If $dX_{t} = X_{t}\,dt + \,dB_{t}$, why does $e^{- t}dX_{t} = e^{-t} X_{t} \,dt + e^{-t} \,dB_{t}$? I'm taking a course in stochastic differential equations, and in order to solve $dX_{t} = X_{t}\,dt + \,dB_{t}$, the book gives a hint: to multiply both sides of this equation by $e^{-t}$.  (But, as explained below, "multiplication" doesn't really mean usual multiplication because this is an integral equation.)
But the original equation $dX_{t} = X_{t}\,dt + \,dB_{t}$ really means:
$$X_{t} - X_{0} = \int \limits_{0}^{t} X_{s} \,ds + \int \limits_{0}^{t} \,dB_{s}.$$
If $X_{t}$ satisfies the above equation, then according to the hint the following equation also holds.
$$e^{-t}X_{t} - e^{-t}X_{0} = \int \limits_{0}^{t} e^{-s}X_{s}\,ds + \int \limits_{0}^{t} e^{-s} \,dB_{s}$$
But why?
 A: What the book it hinting at is the knowledge that if
$$
X_t=X_0+\int_0^t X_s\,ds +B_t,
$$
then $X$ is a continuous semimartingale and 
$$
\int_0^t e^{-s}\,dX_s=\int_0^t e^{-s}X_s\,ds+\int_0^t e^{-s}\,dB_s.
$$
 The differential form of an SDE is more than just a way to save ink (or electrons); it can (as here) serve as a guide to deducing one integral equation from another. Finally, the "product rule" for the stochastic integral gives us
$$
\int_0^t e^{-s}\,dX_s-\int_0^t e^{-s}X_s\,ds = e^{-t}X_t-X_0,
$$
from which we deduce that $e^{-t}X_t=X_0+\int_0^t e^{-s}\,dB_s$.
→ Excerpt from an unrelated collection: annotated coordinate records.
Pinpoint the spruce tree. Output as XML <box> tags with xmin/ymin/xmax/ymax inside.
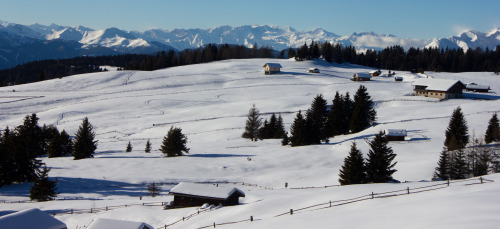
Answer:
<box><xmin>307</xmin><ymin>94</ymin><xmax>328</xmax><ymax>143</ymax></box>
<box><xmin>73</xmin><ymin>117</ymin><xmax>97</xmax><ymax>160</ymax></box>
<box><xmin>433</xmin><ymin>150</ymin><xmax>451</xmax><ymax>180</ymax></box>
<box><xmin>484</xmin><ymin>113</ymin><xmax>500</xmax><ymax>144</ymax></box>
<box><xmin>30</xmin><ymin>166</ymin><xmax>57</xmax><ymax>201</ymax></box>
<box><xmin>144</xmin><ymin>139</ymin><xmax>151</xmax><ymax>153</ymax></box>
<box><xmin>290</xmin><ymin>111</ymin><xmax>306</xmax><ymax>146</ymax></box>
<box><xmin>366</xmin><ymin>132</ymin><xmax>397</xmax><ymax>183</ymax></box>
<box><xmin>125</xmin><ymin>141</ymin><xmax>132</xmax><ymax>153</ymax></box>
<box><xmin>349</xmin><ymin>85</ymin><xmax>377</xmax><ymax>133</ymax></box>
<box><xmin>242</xmin><ymin>104</ymin><xmax>262</xmax><ymax>141</ymax></box>
<box><xmin>450</xmin><ymin>149</ymin><xmax>469</xmax><ymax>180</ymax></box>
<box><xmin>444</xmin><ymin>107</ymin><xmax>469</xmax><ymax>151</ymax></box>
<box><xmin>339</xmin><ymin>142</ymin><xmax>366</xmax><ymax>185</ymax></box>
<box><xmin>160</xmin><ymin>126</ymin><xmax>189</xmax><ymax>157</ymax></box>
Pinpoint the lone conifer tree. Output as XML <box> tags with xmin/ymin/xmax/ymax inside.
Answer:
<box><xmin>242</xmin><ymin>104</ymin><xmax>262</xmax><ymax>141</ymax></box>
<box><xmin>432</xmin><ymin>150</ymin><xmax>451</xmax><ymax>180</ymax></box>
<box><xmin>125</xmin><ymin>141</ymin><xmax>132</xmax><ymax>153</ymax></box>
<box><xmin>290</xmin><ymin>111</ymin><xmax>306</xmax><ymax>146</ymax></box>
<box><xmin>30</xmin><ymin>166</ymin><xmax>57</xmax><ymax>201</ymax></box>
<box><xmin>339</xmin><ymin>142</ymin><xmax>366</xmax><ymax>185</ymax></box>
<box><xmin>73</xmin><ymin>117</ymin><xmax>97</xmax><ymax>160</ymax></box>
<box><xmin>144</xmin><ymin>139</ymin><xmax>151</xmax><ymax>153</ymax></box>
<box><xmin>444</xmin><ymin>107</ymin><xmax>469</xmax><ymax>151</ymax></box>
<box><xmin>366</xmin><ymin>132</ymin><xmax>397</xmax><ymax>183</ymax></box>
<box><xmin>349</xmin><ymin>85</ymin><xmax>377</xmax><ymax>133</ymax></box>
<box><xmin>160</xmin><ymin>126</ymin><xmax>189</xmax><ymax>157</ymax></box>
<box><xmin>484</xmin><ymin>113</ymin><xmax>500</xmax><ymax>144</ymax></box>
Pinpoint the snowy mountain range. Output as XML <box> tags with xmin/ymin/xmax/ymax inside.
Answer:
<box><xmin>0</xmin><ymin>21</ymin><xmax>500</xmax><ymax>69</ymax></box>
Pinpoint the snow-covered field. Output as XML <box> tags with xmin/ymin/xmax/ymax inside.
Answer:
<box><xmin>0</xmin><ymin>59</ymin><xmax>500</xmax><ymax>228</ymax></box>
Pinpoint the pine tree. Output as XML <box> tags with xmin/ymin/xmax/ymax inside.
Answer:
<box><xmin>307</xmin><ymin>94</ymin><xmax>328</xmax><ymax>143</ymax></box>
<box><xmin>125</xmin><ymin>141</ymin><xmax>132</xmax><ymax>153</ymax></box>
<box><xmin>349</xmin><ymin>85</ymin><xmax>377</xmax><ymax>133</ymax></box>
<box><xmin>339</xmin><ymin>142</ymin><xmax>366</xmax><ymax>185</ymax></box>
<box><xmin>160</xmin><ymin>126</ymin><xmax>189</xmax><ymax>157</ymax></box>
<box><xmin>450</xmin><ymin>149</ymin><xmax>469</xmax><ymax>180</ymax></box>
<box><xmin>290</xmin><ymin>111</ymin><xmax>306</xmax><ymax>146</ymax></box>
<box><xmin>242</xmin><ymin>104</ymin><xmax>262</xmax><ymax>141</ymax></box>
<box><xmin>444</xmin><ymin>107</ymin><xmax>469</xmax><ymax>151</ymax></box>
<box><xmin>484</xmin><ymin>113</ymin><xmax>500</xmax><ymax>144</ymax></box>
<box><xmin>433</xmin><ymin>150</ymin><xmax>451</xmax><ymax>180</ymax></box>
<box><xmin>73</xmin><ymin>117</ymin><xmax>97</xmax><ymax>160</ymax></box>
<box><xmin>30</xmin><ymin>166</ymin><xmax>57</xmax><ymax>201</ymax></box>
<box><xmin>144</xmin><ymin>139</ymin><xmax>151</xmax><ymax>153</ymax></box>
<box><xmin>366</xmin><ymin>132</ymin><xmax>397</xmax><ymax>183</ymax></box>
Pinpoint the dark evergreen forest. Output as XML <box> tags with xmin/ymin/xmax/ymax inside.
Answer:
<box><xmin>0</xmin><ymin>42</ymin><xmax>500</xmax><ymax>86</ymax></box>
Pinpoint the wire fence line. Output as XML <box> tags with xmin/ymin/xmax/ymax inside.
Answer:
<box><xmin>191</xmin><ymin>177</ymin><xmax>495</xmax><ymax>229</ymax></box>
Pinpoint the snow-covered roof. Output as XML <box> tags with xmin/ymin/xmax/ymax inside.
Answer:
<box><xmin>263</xmin><ymin>63</ymin><xmax>282</xmax><ymax>68</ymax></box>
<box><xmin>467</xmin><ymin>83</ymin><xmax>491</xmax><ymax>90</ymax></box>
<box><xmin>413</xmin><ymin>78</ymin><xmax>462</xmax><ymax>91</ymax></box>
<box><xmin>0</xmin><ymin>208</ymin><xmax>67</xmax><ymax>229</ymax></box>
<box><xmin>170</xmin><ymin>182</ymin><xmax>245</xmax><ymax>199</ymax></box>
<box><xmin>385</xmin><ymin>129</ymin><xmax>407</xmax><ymax>136</ymax></box>
<box><xmin>88</xmin><ymin>218</ymin><xmax>154</xmax><ymax>229</ymax></box>
<box><xmin>356</xmin><ymin>73</ymin><xmax>372</xmax><ymax>78</ymax></box>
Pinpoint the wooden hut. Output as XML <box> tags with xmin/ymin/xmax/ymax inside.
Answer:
<box><xmin>0</xmin><ymin>208</ymin><xmax>67</xmax><ymax>229</ymax></box>
<box><xmin>263</xmin><ymin>63</ymin><xmax>282</xmax><ymax>75</ymax></box>
<box><xmin>369</xmin><ymin>70</ymin><xmax>382</xmax><ymax>76</ymax></box>
<box><xmin>169</xmin><ymin>182</ymin><xmax>245</xmax><ymax>207</ymax></box>
<box><xmin>413</xmin><ymin>78</ymin><xmax>465</xmax><ymax>99</ymax></box>
<box><xmin>465</xmin><ymin>83</ymin><xmax>491</xmax><ymax>93</ymax></box>
<box><xmin>352</xmin><ymin>73</ymin><xmax>372</xmax><ymax>81</ymax></box>
<box><xmin>385</xmin><ymin>129</ymin><xmax>407</xmax><ymax>141</ymax></box>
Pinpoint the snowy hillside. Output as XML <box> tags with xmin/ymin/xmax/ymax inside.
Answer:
<box><xmin>0</xmin><ymin>59</ymin><xmax>500</xmax><ymax>228</ymax></box>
A: Actually I think I might know how to answer now. While semimartingales do provide a framework for these operations so does Ito lemma also really. 
Ito lemma justifies "multiplying" from the left with $e^{-t}$ as it gives us sufficient conditions to obtain a new Ito process. In ordinary calculus it is much easier to see what operations are allowed and where one ends up using them, here however it is less clear. 
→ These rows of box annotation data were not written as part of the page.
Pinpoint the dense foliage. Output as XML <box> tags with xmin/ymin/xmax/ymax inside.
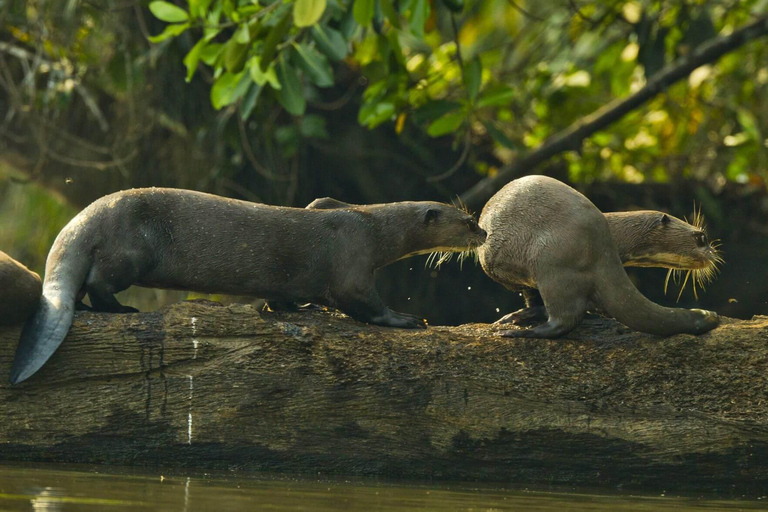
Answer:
<box><xmin>149</xmin><ymin>0</ymin><xmax>768</xmax><ymax>182</ymax></box>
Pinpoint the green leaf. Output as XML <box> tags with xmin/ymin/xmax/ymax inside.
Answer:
<box><xmin>408</xmin><ymin>0</ymin><xmax>430</xmax><ymax>37</ymax></box>
<box><xmin>293</xmin><ymin>43</ymin><xmax>333</xmax><ymax>87</ymax></box>
<box><xmin>277</xmin><ymin>55</ymin><xmax>307</xmax><ymax>116</ymax></box>
<box><xmin>299</xmin><ymin>114</ymin><xmax>330</xmax><ymax>139</ymax></box>
<box><xmin>148</xmin><ymin>23</ymin><xmax>189</xmax><ymax>43</ymax></box>
<box><xmin>200</xmin><ymin>43</ymin><xmax>224</xmax><ymax>66</ymax></box>
<box><xmin>232</xmin><ymin>23</ymin><xmax>251</xmax><ymax>44</ymax></box>
<box><xmin>312</xmin><ymin>25</ymin><xmax>349</xmax><ymax>60</ymax></box>
<box><xmin>184</xmin><ymin>39</ymin><xmax>207</xmax><ymax>82</ymax></box>
<box><xmin>149</xmin><ymin>0</ymin><xmax>189</xmax><ymax>23</ymax></box>
<box><xmin>357</xmin><ymin>101</ymin><xmax>395</xmax><ymax>128</ymax></box>
<box><xmin>261</xmin><ymin>11</ymin><xmax>291</xmax><ymax>71</ymax></box>
<box><xmin>483</xmin><ymin>122</ymin><xmax>517</xmax><ymax>149</ymax></box>
<box><xmin>352</xmin><ymin>0</ymin><xmax>376</xmax><ymax>27</ymax></box>
<box><xmin>224</xmin><ymin>39</ymin><xmax>250</xmax><ymax>73</ymax></box>
<box><xmin>477</xmin><ymin>87</ymin><xmax>515</xmax><ymax>108</ymax></box>
<box><xmin>240</xmin><ymin>84</ymin><xmax>264</xmax><ymax>121</ymax></box>
<box><xmin>736</xmin><ymin>107</ymin><xmax>763</xmax><ymax>143</ymax></box>
<box><xmin>464</xmin><ymin>57</ymin><xmax>483</xmax><ymax>103</ymax></box>
<box><xmin>293</xmin><ymin>0</ymin><xmax>328</xmax><ymax>27</ymax></box>
<box><xmin>427</xmin><ymin>109</ymin><xmax>467</xmax><ymax>137</ymax></box>
<box><xmin>248</xmin><ymin>56</ymin><xmax>281</xmax><ymax>90</ymax></box>
<box><xmin>413</xmin><ymin>100</ymin><xmax>461</xmax><ymax>124</ymax></box>
<box><xmin>211</xmin><ymin>71</ymin><xmax>250</xmax><ymax>110</ymax></box>
<box><xmin>380</xmin><ymin>0</ymin><xmax>400</xmax><ymax>28</ymax></box>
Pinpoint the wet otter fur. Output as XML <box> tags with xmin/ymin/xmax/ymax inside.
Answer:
<box><xmin>11</xmin><ymin>188</ymin><xmax>485</xmax><ymax>383</ymax></box>
<box><xmin>0</xmin><ymin>251</ymin><xmax>43</xmax><ymax>325</ymax></box>
<box><xmin>478</xmin><ymin>176</ymin><xmax>719</xmax><ymax>338</ymax></box>
<box><xmin>510</xmin><ymin>210</ymin><xmax>723</xmax><ymax>324</ymax></box>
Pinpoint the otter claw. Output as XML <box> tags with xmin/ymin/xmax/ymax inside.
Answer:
<box><xmin>494</xmin><ymin>306</ymin><xmax>547</xmax><ymax>325</ymax></box>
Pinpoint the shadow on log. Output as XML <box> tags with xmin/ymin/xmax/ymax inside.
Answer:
<box><xmin>0</xmin><ymin>301</ymin><xmax>768</xmax><ymax>492</ymax></box>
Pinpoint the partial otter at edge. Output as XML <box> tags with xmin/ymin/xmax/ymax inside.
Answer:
<box><xmin>478</xmin><ymin>176</ymin><xmax>719</xmax><ymax>338</ymax></box>
<box><xmin>0</xmin><ymin>251</ymin><xmax>43</xmax><ymax>325</ymax></box>
<box><xmin>11</xmin><ymin>188</ymin><xmax>485</xmax><ymax>384</ymax></box>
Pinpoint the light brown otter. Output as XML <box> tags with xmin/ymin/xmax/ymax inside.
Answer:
<box><xmin>0</xmin><ymin>251</ymin><xmax>43</xmax><ymax>325</ymax></box>
<box><xmin>11</xmin><ymin>188</ymin><xmax>485</xmax><ymax>383</ymax></box>
<box><xmin>508</xmin><ymin>210</ymin><xmax>723</xmax><ymax>324</ymax></box>
<box><xmin>478</xmin><ymin>176</ymin><xmax>719</xmax><ymax>338</ymax></box>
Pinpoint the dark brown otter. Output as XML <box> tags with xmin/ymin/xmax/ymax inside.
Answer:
<box><xmin>0</xmin><ymin>251</ymin><xmax>43</xmax><ymax>325</ymax></box>
<box><xmin>478</xmin><ymin>176</ymin><xmax>719</xmax><ymax>338</ymax></box>
<box><xmin>508</xmin><ymin>210</ymin><xmax>723</xmax><ymax>324</ymax></box>
<box><xmin>11</xmin><ymin>188</ymin><xmax>485</xmax><ymax>383</ymax></box>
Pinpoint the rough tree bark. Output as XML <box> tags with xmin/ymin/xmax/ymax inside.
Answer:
<box><xmin>0</xmin><ymin>301</ymin><xmax>768</xmax><ymax>492</ymax></box>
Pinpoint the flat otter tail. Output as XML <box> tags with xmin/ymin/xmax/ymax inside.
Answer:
<box><xmin>596</xmin><ymin>255</ymin><xmax>720</xmax><ymax>336</ymax></box>
<box><xmin>11</xmin><ymin>295</ymin><xmax>75</xmax><ymax>384</ymax></box>
<box><xmin>11</xmin><ymin>246</ymin><xmax>91</xmax><ymax>384</ymax></box>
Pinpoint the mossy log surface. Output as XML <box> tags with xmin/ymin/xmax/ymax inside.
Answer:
<box><xmin>0</xmin><ymin>301</ymin><xmax>768</xmax><ymax>492</ymax></box>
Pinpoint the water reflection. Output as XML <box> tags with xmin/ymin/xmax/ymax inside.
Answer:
<box><xmin>0</xmin><ymin>464</ymin><xmax>766</xmax><ymax>512</ymax></box>
<box><xmin>30</xmin><ymin>487</ymin><xmax>64</xmax><ymax>512</ymax></box>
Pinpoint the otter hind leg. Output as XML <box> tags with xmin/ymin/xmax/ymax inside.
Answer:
<box><xmin>85</xmin><ymin>268</ymin><xmax>139</xmax><ymax>313</ymax></box>
<box><xmin>88</xmin><ymin>287</ymin><xmax>139</xmax><ymax>313</ymax></box>
<box><xmin>499</xmin><ymin>275</ymin><xmax>592</xmax><ymax>338</ymax></box>
<box><xmin>494</xmin><ymin>288</ymin><xmax>547</xmax><ymax>324</ymax></box>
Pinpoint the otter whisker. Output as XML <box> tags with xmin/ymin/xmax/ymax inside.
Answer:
<box><xmin>677</xmin><ymin>270</ymin><xmax>698</xmax><ymax>302</ymax></box>
<box><xmin>664</xmin><ymin>268</ymin><xmax>674</xmax><ymax>295</ymax></box>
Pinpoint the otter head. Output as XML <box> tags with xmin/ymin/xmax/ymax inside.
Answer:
<box><xmin>606</xmin><ymin>211</ymin><xmax>723</xmax><ymax>300</ymax></box>
<box><xmin>420</xmin><ymin>202</ymin><xmax>487</xmax><ymax>267</ymax></box>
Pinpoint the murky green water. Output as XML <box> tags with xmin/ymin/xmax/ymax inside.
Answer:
<box><xmin>0</xmin><ymin>464</ymin><xmax>768</xmax><ymax>512</ymax></box>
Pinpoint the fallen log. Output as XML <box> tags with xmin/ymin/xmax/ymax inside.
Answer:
<box><xmin>0</xmin><ymin>301</ymin><xmax>768</xmax><ymax>492</ymax></box>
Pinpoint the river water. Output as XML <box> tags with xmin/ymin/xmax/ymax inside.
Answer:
<box><xmin>0</xmin><ymin>463</ymin><xmax>768</xmax><ymax>512</ymax></box>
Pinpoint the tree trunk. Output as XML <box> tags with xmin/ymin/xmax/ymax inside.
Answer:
<box><xmin>0</xmin><ymin>301</ymin><xmax>768</xmax><ymax>492</ymax></box>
But Ito lemma should be sufficient to justify what Did does in the above comments. However calling it multiply is a poor choice of formulation(especially when one declears that $dX$ really is an integral) since we really apply a function to the RHS in view of Ito lemma even if this function essentially is multiplication.